J’ai raconté tout cela à Mounir, sans aborder les détails les plus troubles, et même à lui, qui était tout sauf religieux, j’ai réussi à transmettre un peu de l’énergie du Cheikh Nouredine, il avait hâte de le rencontrer. J’espérais secrètement que le but de son voyage était l’ouverture d’un bureau-librairie à Barcelone dont j’aurais pu m’occuper, comme à Tanger ; cela expliquerait pourquoi il avait repris contact. J’imaginais une petite boutique dans le Raval, avec des livres en espagnol, en arabe et pourquoi pas, en français — un miracle. Une librairie dont le fonds aurait été constitué majoritairement d’ouvrages venus d’Arabie, mais avec une ou deux étagères de polars et un rayon d’hommage à Casanova, enfin, un lieu qui me ressemblerait. Oui bien sûr, j’étais clandestin et recherché, mais dans mon rêve je me voyais inscrire ce petit business au nom de Judit et rester là, des années, dans l’odeur si particulière — encre, poussière, vieilles pensées — des bouquins, confiant dans le fait que la maréchaussée ne s’intéresse que peu à la chose écrite et, en général, laisse les libraires plutôt tranquilles, comme ici, aujourd’hui, on ne m’emmerde que très peu dans ma bibliothèque : c’est le seul espace de liberté du coin, où parfois même les matons viennent discuter le bout de gras. Peu de lecteurs, beaucoup de livres. Bien sûr notre taule est loin d’être la plus importante de toutes les centrales d’Espagne, mais c’est sans doute une des plus modernes ; autour de moi les chiens déambulent dans les couloirs.
La vie c’est la tombe, c’est la rue des Voleurs, Terminus Nord, une promesse sans objet, des mots vides.
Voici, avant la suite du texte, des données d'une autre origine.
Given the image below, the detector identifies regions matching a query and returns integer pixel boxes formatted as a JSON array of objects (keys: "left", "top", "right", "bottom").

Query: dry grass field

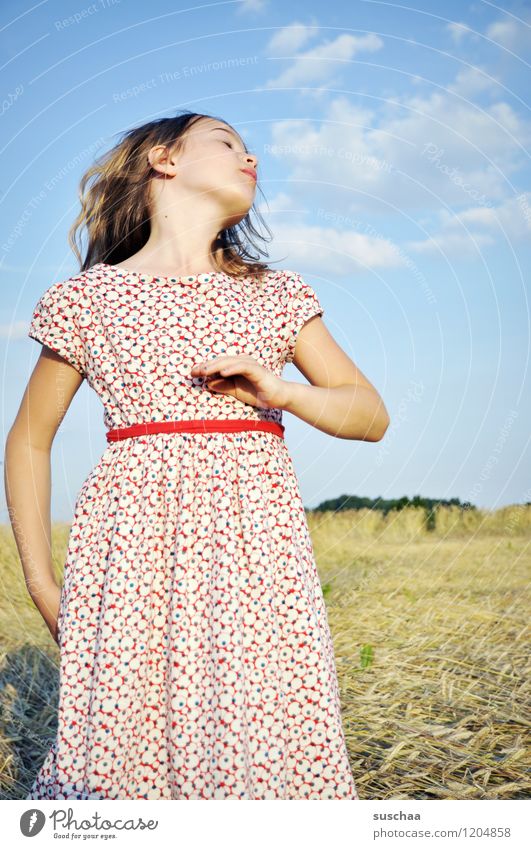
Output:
[{"left": 0, "top": 505, "right": 531, "bottom": 799}]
L’arrivée du Cheikh Nouredine a coïncidé avec le diagnostic de la tumeur de Judit. Le médecin soupçonnait que les allergies, la sinusite ou Dieu sait quelle dépression pouvaient être les symptômes d’une affection plus grave ; ses parents avaient payé le scanner de leur poche pour éviter les lenteurs de la Sécurité sociale et le résultat était tombé, quelque chose grandissait sur le côté de son cerveau. Il fallait encore attendre pour savoir si cette “chose” était soignable, opérable, maligne, bénigne, s’il y avait un espoir ou si son
En rentrant je suis passé consulter Internet, j’ai regardé des dizaines de pages sur les tumeurs cérébrales, il y avait de tout, d’horribles descriptions de l’évolution des symptômes dans certains cas, de belles histoires de guérison dans d’autres, je me disais c’est impossible, Judit a vingt-trois ans, d’après telle statistique les cancers graves sont très rares à cet âge, c’est sûr, tout cela n’est qu’une fausse alerte, et j’étais tellement pris par cette errance macabre dans les descriptions des recoins de la mort que je suis arrivé en retard à mon rendez-vous avec Nouredine, près de la place de Catalogne, essoufflé, tendu, triste et inquiet.
Le Cheikh n’avait pas changé, il était attablé en terrasse devant un café, l’air noble, bien habillé ; un jeune type l’accompagnait, le crâne rasé, une barbe noire ; il s’est levé à mon approche et s’est jeté dans mes bras : Bassam, Bassam nom de Dieu, la joie m’a pris, Bassam, ça alors, Bassam, il m’a dit Lakhdar mon frère, m’a serré sur sa poitrine et pour un peu j’en oubliais de saluer Nouredine qui rigolait en voyant la chaleur de nos retrouvailles, j’ai dit Bassam mon vieux même ta mère ne te reconnaîtrait pas, il a répondu et toi avec tes cheveux blancs, on dirait que tu es devenu meunier. Ça fait du bien de te voir, merci à Dieu.